Is Your Current Life Insurance Coverage on Par?
When Steve Williamson purchased his life insurance policy several years ago, he assumed that his life insurance planning was complete. If Steve paid his premiums on time, he figured he could just sit back and not need to think about life insurance anymore. True, Steve’s policy has provided him with peace of mind by helping to protect his family’s finances. However, that doesn’t mean he should never review his insurance coverage again. You see, life insurance is just like any other piece of your financial puzzle. It should be monitored periodically as needs and circumstances change. That way, you can help ensure your life insurance program is achieving its desired objectives. Here’s a closer look at some of the things that Steve, and all policyholders, should review on, at least, an annual basis.
Times Change, Needs Change
The first thing Steve needs to determine is if his original reasons for purchasing his policy still hold true. He should also evaluate whether or not he’s developed some additional needs. For instance, when Steve purchased the policy, he had just married and owned a modest home. Now, Steve and his wife, Cindy, have children and a much larger home. Will Steve’s existing policy be able to cover these new responsibilities—which include college funding for the children, covering a substantial mortgage, and protecting his family’s overall financial security? More than likely, Steve will need additional life insurance.
In addition, if Steve’s existing policy is term insurance, he may want to consider converting it to a permanent contract. Permanent insurance is unique in that it has a cash value component that offers the potential for tax-deferred accumulation, as well as the same death benefit features of term insurance. In later years, the cash value could come in handy to help supplement college funding costs or retirement income needs.
Beneficiaries Change, Too
As it stands now, the primary beneficiary of Steve’s life insurance policy is his wife, Cindy. And, if Cindy were to predecease Steve, the policy names Steve’s nephew as a contingent beneficiary. Now that Steve has his own family, it is imperative that he change his policy’s beneficiary arrangement so it reflects his true wishes—his children as contingent beneficiaries. In addition, if Steve and Cindy eventually set up a living trust, their legal professional may suggest naming their trust as the policy’s beneficiary.

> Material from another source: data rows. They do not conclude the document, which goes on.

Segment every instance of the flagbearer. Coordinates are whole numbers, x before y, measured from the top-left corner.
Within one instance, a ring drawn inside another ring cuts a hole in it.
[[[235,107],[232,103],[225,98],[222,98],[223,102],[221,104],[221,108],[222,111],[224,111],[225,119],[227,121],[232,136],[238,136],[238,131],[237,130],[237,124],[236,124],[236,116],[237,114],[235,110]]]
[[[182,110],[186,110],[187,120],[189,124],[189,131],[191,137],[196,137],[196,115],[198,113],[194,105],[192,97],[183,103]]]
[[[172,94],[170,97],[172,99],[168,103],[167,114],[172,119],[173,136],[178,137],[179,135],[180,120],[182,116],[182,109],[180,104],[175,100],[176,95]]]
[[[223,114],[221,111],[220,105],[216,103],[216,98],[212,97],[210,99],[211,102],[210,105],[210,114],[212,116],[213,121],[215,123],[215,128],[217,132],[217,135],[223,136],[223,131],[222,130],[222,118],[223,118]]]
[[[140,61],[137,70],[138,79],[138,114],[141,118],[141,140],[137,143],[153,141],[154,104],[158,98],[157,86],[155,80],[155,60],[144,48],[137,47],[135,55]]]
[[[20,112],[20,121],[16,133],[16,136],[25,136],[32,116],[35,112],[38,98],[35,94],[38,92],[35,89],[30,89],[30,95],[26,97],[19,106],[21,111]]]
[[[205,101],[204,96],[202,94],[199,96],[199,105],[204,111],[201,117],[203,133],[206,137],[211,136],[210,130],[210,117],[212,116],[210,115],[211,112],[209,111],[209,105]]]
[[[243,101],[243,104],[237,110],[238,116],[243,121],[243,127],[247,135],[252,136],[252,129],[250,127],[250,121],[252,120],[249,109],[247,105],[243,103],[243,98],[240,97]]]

Life Insurance—It’s an “Asset”
Regardless of the type of life insurance, or who is the beneficiary, the death benefit proceeds from any policy owned by Steve will be part of his estate. It’s important that Steve and Cindy recognize this. As Steve and Cindy’s asset base increases over the years, they’ll need to plan accordingly to help reduce the effects of estate taxation.
Regular Reviews and Qualified Guidance a Must
Without a doubt, life insurance plays a significant role in solidifying family finances of couples like Steve and Cindy. However, it is also important to recognize that, like all financial matters, life insurance policies need to be reviewed on a regular basis with a qualified professional. A qualified insurance professional can be a valuable resource when it comes to evaluating your present situation and determining an appropriate course of action.